Author(s): Talha Syed
Year: 2006
Abstract: Each year, roughly nine million people in the developing world die from infectious diseases. The large proportion of those deaths could be prevented, either by making existing drugs available at low prices in developing countries, or by augmenting the resources devoted to the creation of new vaccines and treatments for the diseases in question. Several legal and social circumstances contribute to this outrage. In this Article, we focus on two. First, the majority of the most effective drugs are covered by patents, and the patentees typically pursue pricing strategies designed to maximize their profits. Second, pharmaceutical firms concentrate their research and development (“R & D”) resources on diseases prevalent in Europe, the United States, and Japan — areas from which they receive 90-95% of their revenues — and most of the diseases that afflict developing countries are uncommon in those regions.
In a forthcoming book, we substantiate the foregoing assertions — some of which are controversial — and then consider several ways in which the legal system might be modified to overcome the two obstacles and thus help alleviate the crisis. Some of the possible reforms we examine involve providing pharmaceutical firms financial incentives to modify their pricing practices or R & D policies; others would use various legal levers to force the firms to modify their behavior; still others would increase the roles of governments in the development and distribution of pharmaceutical products. We then attempt to identify a politically palatable package of reforms that would both result in lower prices in developing countries for existing drugs and accelerate the production of new drugs that address the health crises in those areas.
Our analysis gives rise to an ethical problem: most of the legal reforms we consider would increase the already significant extent to which the cost of developing new drugs — including some whose principal function is to alleviate suffering in the developing world — is borne by the residents of the developed world, either as consumers purchasing patent-protected drugs or as taxpayers. Why should the law be organized in this fashion The goal of this Article is to answer that question.
The analysis proceeds in two stages.
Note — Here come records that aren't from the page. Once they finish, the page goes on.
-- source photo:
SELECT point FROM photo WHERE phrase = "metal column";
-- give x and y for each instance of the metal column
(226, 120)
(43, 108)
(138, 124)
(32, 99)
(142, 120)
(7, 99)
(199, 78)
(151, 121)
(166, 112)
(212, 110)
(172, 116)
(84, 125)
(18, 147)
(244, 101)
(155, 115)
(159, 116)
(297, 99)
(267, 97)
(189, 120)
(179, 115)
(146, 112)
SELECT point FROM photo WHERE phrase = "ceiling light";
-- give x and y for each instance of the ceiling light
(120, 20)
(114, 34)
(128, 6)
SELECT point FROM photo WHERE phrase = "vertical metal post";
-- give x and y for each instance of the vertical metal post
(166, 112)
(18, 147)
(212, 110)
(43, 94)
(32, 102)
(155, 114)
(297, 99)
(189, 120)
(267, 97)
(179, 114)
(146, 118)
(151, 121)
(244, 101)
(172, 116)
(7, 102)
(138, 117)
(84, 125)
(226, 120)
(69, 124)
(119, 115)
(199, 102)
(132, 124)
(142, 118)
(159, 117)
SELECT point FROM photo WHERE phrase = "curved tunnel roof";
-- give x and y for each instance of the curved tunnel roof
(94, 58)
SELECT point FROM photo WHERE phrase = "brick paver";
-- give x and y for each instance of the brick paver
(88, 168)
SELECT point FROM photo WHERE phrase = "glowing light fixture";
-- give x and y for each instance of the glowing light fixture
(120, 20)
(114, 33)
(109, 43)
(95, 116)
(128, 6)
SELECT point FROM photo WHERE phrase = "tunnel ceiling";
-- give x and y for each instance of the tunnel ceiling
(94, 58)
In Part I, we consider several possible reasons why developed country residents should help alleviate the health crisis in the developing world. We begin by canvassing, briefly, considerations from national self-interest. Finding these implausible and unattractive, we then consider several arguments grounded in considerations of justice, or in sentiments of mutual concern and well-wishing, that extend beyond national borders. These include arguments from historical equity, social utility, and deontological and teleological theories of distributive justice. We show that each of these frameworks or perspectives provides support for our proposals. Further, we contend that, not only do the arguments individually support our goals, but, suitably qualified, each tends to reinforce, or at least converge or “overlap” with, the others.
In the course of our analysis in Part I, we address several criticisms that have been or might be made of particular arguments we offer in support of our proposals. In Part II, we confront the following more sweeping objections to our approach: that full acceptance of the commitments we identify would impose intolerable moral burdens on the citizens of developed countries; that questions of distributive justice are properly limited to the level of individual polities; that recognition of the insights of communitarianism requires privileging the claims of the nation over the claims of the globe; that adoption of our proposals would disrupt the operation of the patent system and prevent us from achieving the important objectives it serves; and that interference with the free market in pharmaceutical products is either illegitimate or likely to do more harm than good. We contend that none of the objections, closely examined, holds up.